Filter a tuple with another tuple in Python

Question

I have a list of tuples that is created with the zip function. zip is bringing together four lists: narrative, subject, activity, and filer, each of which is just a list of 0s and 1s. Let's say those four lists look like this:

narrative = [0, 0, 0, 0]
subject = [1, 1, 0, 1]
activity = [0, 0, 0, 1]
filer = [0, 1, 1, 0]

Now, I'm ziping them together to get a list of boolean values indicating if any of them are True.

ny_nexus = [True if sum(x) > 0 else False for x in zip(narrative, subject, activity, filer)]

The problem I'm having now, is getting a second list of tuples for which the names of the variables is returned if it had a 1 during the iteration. I imagine it would look something like this:

variables = ("narrative", "subject", "activity", "filer")
reason = [", ".join([some code to filter a tuple]) for x in zip(narrative, subject, activity, filer)]

I just can't figure out how I'd go about this. My desired output would look like this:

reason
# ["subject", "subject, filer", "filer", "subject, activity"]

I'm somewhat new to Python, so I apologize if the solution is easy.

By the way, you can say ny_nexus = [sum(x) > 0 for x in zip...] — zondo
– zondo, Commented Feb 22, 2016 at 16:47
Even better, use the any() built-in function ;) any([0, 0, 0]) == False, any([0, 1, 0]) == True.
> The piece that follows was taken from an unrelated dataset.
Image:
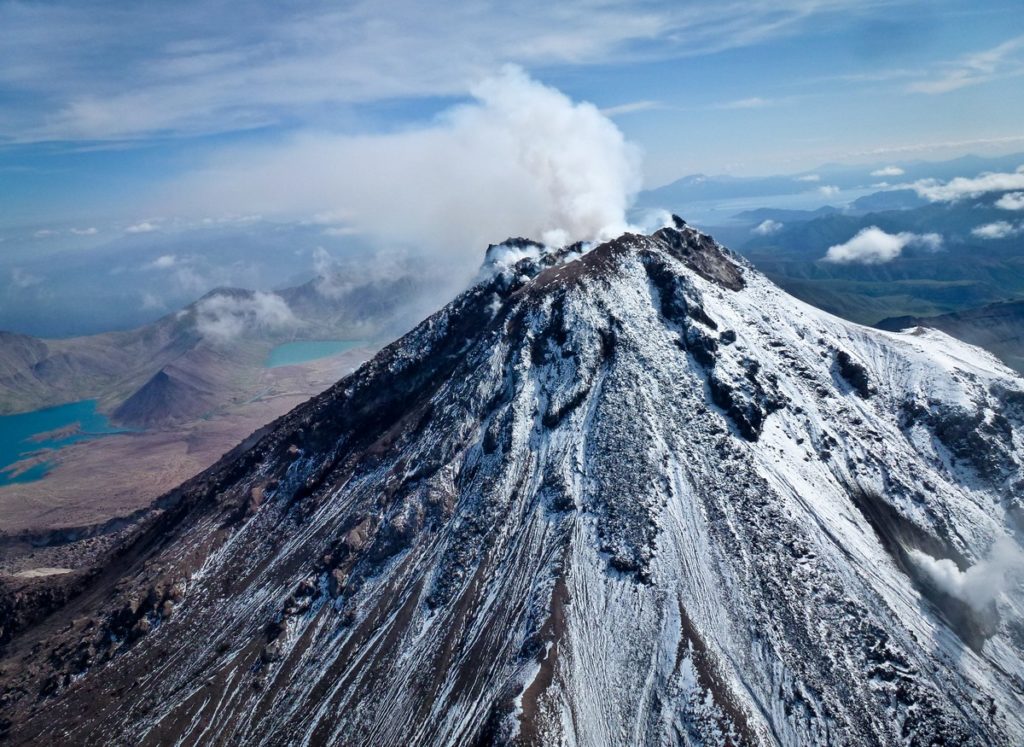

So, ny_nexus = [any(x) for x in zip...] — AkiRoss
– AkiRoss, Commented Feb 22, 2016 at 17:21

vaultah · Accepted Answer · 2016-02-22 17:39:10Z

3

Store tuples in a dictionary for a cleaner solution:

tups = {'narrative': narrative,
        'subject': subject,
        'activity': activity,
        'filer': filer}

The solution:

reason = [', '.join(k for k, b in zip(tups, x) if b) for x in zip(*tups.values())]

It can also be written using itertools.compress:

from itertools import compress
reason = [', '.join(compress(tups, x)) for x in zip(*tups.values())]

Solutions above do not preserve the order of tuples, e.g. they can return something like

['subject', 'filer, subject', 'filer', 'activity, subject']

If you need the order to be preserved, use collections.OrderedDict as shown below:

from collections import OrderedDict

tups = OrderedDict([
    ('narrative', narrative),
    ('subject', subject),
    ('activity', activity),
    ('filer', filer)
])

# The result is ['subject', 'subject, filer', 'filer', 'subject, activity']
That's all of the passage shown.